The spatial distribution of α0 values (Figure 9) exhibits a rather smooth field of the order of 0.7 (α0 values are in the range 0.66–0.77 in the Greek area). Therefore, the prevailing behavior of all temperature time series is persistent, which means that an increase in temperature is more likely to be followed by another increase, in agreement with the values of h(q), as in Figure 5b. In more detail, relatively larger values are noticed at two geographical areas: i) At southeastern Greece and ii) At some parts of coastal western Greece. Considering that α0 is the dominant Hurst exponent, it is deduced that temperature time series for these areas appear to have relatively more persistent behavior than the other areas of Greece. A possible explanation could be that these areas have more ‘stable’ climatic conditions throughout the year, which agrees with [14] results for Turkey. Additionally, the absence of rainfall in the summer period is more pronounced at coastal and marine areas, whereas in continental Greece, the precipitation amount exhibits a more uniform interannual distribution, due to atmospheric instability especially in the warm period [57,58]. Furthermore, it is also interesting that continental areas in Greece appear to have greater temperature variability than the marine and coastal areas [59] which is in partial agreement with the α0 spatial distribution findings. It is noteworthy that higher α0 values for the Tmin time series—compared to the corresponding values for Tmax and Tmean—are observed for a significant part of continental Greece. This could be attributed to the fact that summer thermal instability is observed at noon and in the afternoon whereas the minimum temperature is observed in the early morning.
Regarding the spectral asymmetry spatial distribution, it is observed that the lower values of parameter B are found, in general, mainly in southeastern Greece. Spectra with higher B values contain a greater number of high fractal components and therefore, according to [47,48] are related to more ‘complex’ time series and it could be assumed that the pre-mentioned greater climate stability at the southeastern area leads to less ‘complex’ time series.
Finally, it is noteworthy to mention that in order to achieve a coverage of the entire Greek area for the spatial distribution of the main multifractal characteristics, we used the relevant temperature data from 13 neighboring stations. These stations together with their main multifractal spectrum characteristics (which were found using the same analysis as for the Greek stations) are listed in Table 3. A brief remark about the stations of Table 3 is that the values of the singularity spectrum width are in the same ranges as the Greek stations.

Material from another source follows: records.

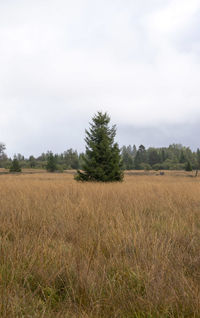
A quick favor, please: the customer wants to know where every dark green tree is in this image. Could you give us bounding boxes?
[10,158,22,172]
[134,145,147,170]
[185,161,192,171]
[195,148,200,177]
[46,151,57,172]
[28,156,36,168]
[75,112,123,182]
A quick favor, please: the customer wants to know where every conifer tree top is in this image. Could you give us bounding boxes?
[75,112,123,182]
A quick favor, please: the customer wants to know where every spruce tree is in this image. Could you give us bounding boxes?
[185,161,192,171]
[75,112,123,182]
[10,158,22,172]
[46,151,57,172]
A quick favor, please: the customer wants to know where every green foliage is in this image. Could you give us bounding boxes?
[185,161,192,171]
[46,151,57,172]
[75,112,123,182]
[10,158,21,172]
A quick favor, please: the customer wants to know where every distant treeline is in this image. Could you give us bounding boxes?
[0,144,200,170]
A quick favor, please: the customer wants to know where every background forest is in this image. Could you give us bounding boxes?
[0,144,200,171]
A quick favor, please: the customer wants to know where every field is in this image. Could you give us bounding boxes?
[0,172,200,318]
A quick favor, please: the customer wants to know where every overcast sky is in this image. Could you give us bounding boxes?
[0,0,200,156]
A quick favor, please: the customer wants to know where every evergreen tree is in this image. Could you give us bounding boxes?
[185,161,192,171]
[75,112,123,182]
[134,145,147,170]
[10,158,22,172]
[46,151,57,172]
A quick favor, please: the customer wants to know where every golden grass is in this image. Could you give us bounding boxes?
[0,174,200,318]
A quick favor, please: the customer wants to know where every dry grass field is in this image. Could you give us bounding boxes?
[0,173,200,318]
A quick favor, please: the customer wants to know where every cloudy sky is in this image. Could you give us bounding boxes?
[0,0,200,156]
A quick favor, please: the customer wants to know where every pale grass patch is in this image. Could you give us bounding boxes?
[0,173,200,318]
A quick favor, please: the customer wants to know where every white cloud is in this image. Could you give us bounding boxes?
[0,0,200,152]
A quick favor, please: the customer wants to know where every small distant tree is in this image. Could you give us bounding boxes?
[75,112,123,182]
[10,158,22,172]
[46,151,57,172]
[185,161,192,171]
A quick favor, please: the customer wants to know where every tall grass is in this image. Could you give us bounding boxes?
[0,174,200,318]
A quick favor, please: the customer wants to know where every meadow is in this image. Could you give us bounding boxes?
[0,172,200,318]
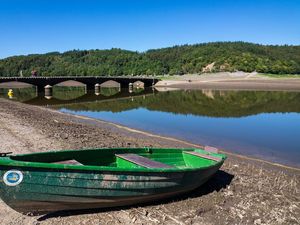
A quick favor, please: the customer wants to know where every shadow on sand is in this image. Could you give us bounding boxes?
[37,170,234,221]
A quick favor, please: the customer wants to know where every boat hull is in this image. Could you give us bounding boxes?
[0,162,223,215]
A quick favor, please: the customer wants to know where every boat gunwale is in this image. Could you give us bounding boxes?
[0,148,227,173]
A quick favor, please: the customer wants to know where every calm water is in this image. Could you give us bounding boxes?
[2,87,300,167]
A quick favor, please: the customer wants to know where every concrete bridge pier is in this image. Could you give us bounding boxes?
[95,83,100,96]
[128,83,133,93]
[44,84,53,99]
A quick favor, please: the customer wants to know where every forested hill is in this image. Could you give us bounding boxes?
[0,42,300,76]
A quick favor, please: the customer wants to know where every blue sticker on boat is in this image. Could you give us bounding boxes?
[3,170,23,186]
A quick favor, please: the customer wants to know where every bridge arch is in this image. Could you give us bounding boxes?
[100,80,121,88]
[0,81,36,88]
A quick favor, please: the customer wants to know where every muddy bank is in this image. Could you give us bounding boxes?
[155,72,300,91]
[0,99,300,224]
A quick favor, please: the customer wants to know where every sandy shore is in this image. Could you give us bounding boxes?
[0,99,300,225]
[155,72,300,91]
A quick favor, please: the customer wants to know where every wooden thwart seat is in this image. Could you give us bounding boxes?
[52,159,83,165]
[184,151,222,162]
[116,153,173,168]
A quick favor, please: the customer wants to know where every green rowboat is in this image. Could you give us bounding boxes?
[0,148,226,214]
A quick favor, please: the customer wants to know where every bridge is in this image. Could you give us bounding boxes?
[0,76,159,92]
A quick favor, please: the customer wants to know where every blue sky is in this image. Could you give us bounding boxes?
[0,0,300,58]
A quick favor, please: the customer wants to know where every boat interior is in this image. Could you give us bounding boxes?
[10,148,225,169]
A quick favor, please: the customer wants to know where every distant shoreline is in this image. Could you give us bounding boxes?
[155,72,300,91]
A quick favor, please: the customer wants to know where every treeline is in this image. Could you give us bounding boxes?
[0,42,300,76]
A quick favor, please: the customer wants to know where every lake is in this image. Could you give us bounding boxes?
[2,89,300,167]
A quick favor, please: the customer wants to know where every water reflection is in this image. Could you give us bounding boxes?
[2,87,300,167]
[54,90,300,117]
[54,90,300,167]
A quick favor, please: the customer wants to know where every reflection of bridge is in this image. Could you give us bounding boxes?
[0,76,159,92]
[25,88,155,106]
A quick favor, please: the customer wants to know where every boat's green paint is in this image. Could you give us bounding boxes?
[0,148,226,214]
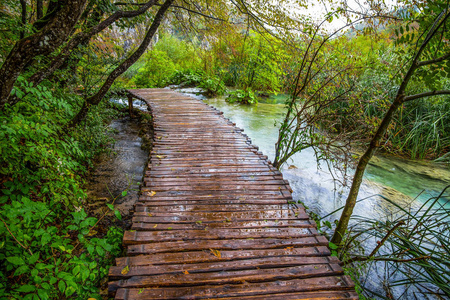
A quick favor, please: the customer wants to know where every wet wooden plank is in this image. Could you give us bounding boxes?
[109,89,357,299]
[116,246,335,268]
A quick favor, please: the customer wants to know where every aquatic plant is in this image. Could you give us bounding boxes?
[341,186,450,299]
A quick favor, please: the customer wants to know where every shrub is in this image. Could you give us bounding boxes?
[226,88,258,104]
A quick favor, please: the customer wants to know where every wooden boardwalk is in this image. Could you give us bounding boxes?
[109,89,358,299]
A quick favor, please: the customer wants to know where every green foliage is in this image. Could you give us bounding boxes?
[226,88,258,104]
[208,31,293,92]
[198,75,227,97]
[134,49,176,88]
[0,78,122,299]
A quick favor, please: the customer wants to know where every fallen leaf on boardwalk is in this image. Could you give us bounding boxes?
[209,248,222,258]
[120,266,130,275]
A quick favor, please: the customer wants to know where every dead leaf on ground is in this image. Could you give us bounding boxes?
[209,248,222,258]
[120,266,130,275]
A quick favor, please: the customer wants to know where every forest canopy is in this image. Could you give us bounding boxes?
[0,0,450,299]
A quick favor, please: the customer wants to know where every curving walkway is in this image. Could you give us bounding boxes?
[109,89,358,299]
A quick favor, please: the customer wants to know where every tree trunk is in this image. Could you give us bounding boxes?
[28,0,156,85]
[0,0,87,109]
[331,10,450,245]
[36,0,44,20]
[67,0,175,128]
[20,0,27,39]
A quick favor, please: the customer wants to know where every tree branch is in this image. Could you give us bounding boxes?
[417,52,450,67]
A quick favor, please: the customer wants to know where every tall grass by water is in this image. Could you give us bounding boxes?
[343,186,450,299]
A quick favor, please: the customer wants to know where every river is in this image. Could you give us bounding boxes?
[169,89,450,219]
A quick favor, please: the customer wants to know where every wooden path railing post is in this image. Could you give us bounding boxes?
[108,89,358,300]
[127,93,133,119]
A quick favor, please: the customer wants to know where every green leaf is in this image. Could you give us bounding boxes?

3.3. Multifractal Spectrum Parameters Intercorrelations

Regarding the multifractal spectrum parameter intercorrelations, we examined initially the relationship of a0 and width with B and subsequently their relationship with the truncation type. Although no clear relationship was found between α0 and spectral width, the analysis revealed a well-defined group of stations with LL truncation type, for α0 > 0.68 and spectral width >0.6 for all temperature time series (Tmean, Tmax and Tmin) as illustrated in Figure 11. These cases, considering that a left truncated spectrum has mainly high fractal exponents (i.e., ‘fine’ structure), can be considered more complex than the remaining time series. It should also be noted that no significant geographical correlations were revealed; a similar finding was found in another Mediterranean region [48].
Finally, we examined the correlation between the multifractal parameters of temperature time series and the main descriptive statistical parameters (i.e., mean, standard deviation, skewness and kurtosis) of the main climatic parameters (i.e., relative humidity, wind speed and precipitation amount). The results did not exhibit a clear association, verifying the complexity of the factors that affect temperature fluctuations.

4. Conclusions

The analysis reveals that air temperature over the study area exhibits long-range temporal correlations that cannot be fully described by a single scaling exponent. According to the Fq(s) vs. s plots, the multifractal character of the examined temperature time series is verified for all sites. The generalized Hurst exponent h(q) is dependent on q in all cases, thus confirming the multifractal nature of the examined time series. It is also found that h(q) is greater than 0.5, which reveals that the time series are long-term positive correlated, meaning that an increase in temperature is more likely to be followed by another increase. Emphasizing the multifractal spectrum (i.e., f(α) vs. α plots), significant multifractal features were deduced from examining the dominant Hurst exponent (α0), the spectrum width, the asymmetry parameter B and the truncation type. The spatial distribution of the above parameters indicates that larger multifractal spectrum widths could be associated with regions where weather conditions and consequently the temperature are affected in a more ‘complex’ way than in other areas. Furthermore, relatively higher α0 values as well as higher values of the parameter B may be associated with regions of more stable climatic conditions. The dominant truncation type is left truncation, and thus for the vast majority of the time series, their multifractal structure is insensitive to larger local variations of temperature. In general, atmospheric circulation and weather conditions affect the shape of the spectrum, and the corresponding spatial distributions results highlight the complexity with which the natural processes interact and the importance of finding associations among the multifractal characteristics and different atmospheric processes. Moreover, the intercorrelation results among α0 and spectrum width with the truncation type revealed a well-defined group of stations that exhibit similar multifractal characteristics. In particular, left truncation spectra are, in general, associated with higher spectrum width values. In addition, the analysis presented in this study could be useful for assessing the performance of climate models in terms of their ability to simulate reasonably well the observed air temperature non-linear dynamics. More specifically, as future work, the proposed methodology will be performed at larger or even global spatial scales for experimental temperature datasets and climate model simulations.

Author Contributions

Conceptualization, N.K., C.G.T., D.D. and K.P.; Data curation, N.K., C.G.T. and D.D.; Formal analysis, N.K.; Investigation, N.K., C.G.T., D.D. and K.P.; Methodology, N.K., C.G.T., D.D. and K.P.; Software, N.K., D.D., K.P. and I.K.; Supervision, C.G.T., D.D. and K.P.; Validation, N.K., C.G.T., D.D. and K.P.; Visualization, K.P. and I.K.; Writing—original draft, N.K., C.G.T., D.D. and K.P.; Writing—review & editing, C.G.T., D.D., K.P. and I.K..

Funding

This research received no external funding.

Conflicts of Interest

The authors declare no conflict of interest.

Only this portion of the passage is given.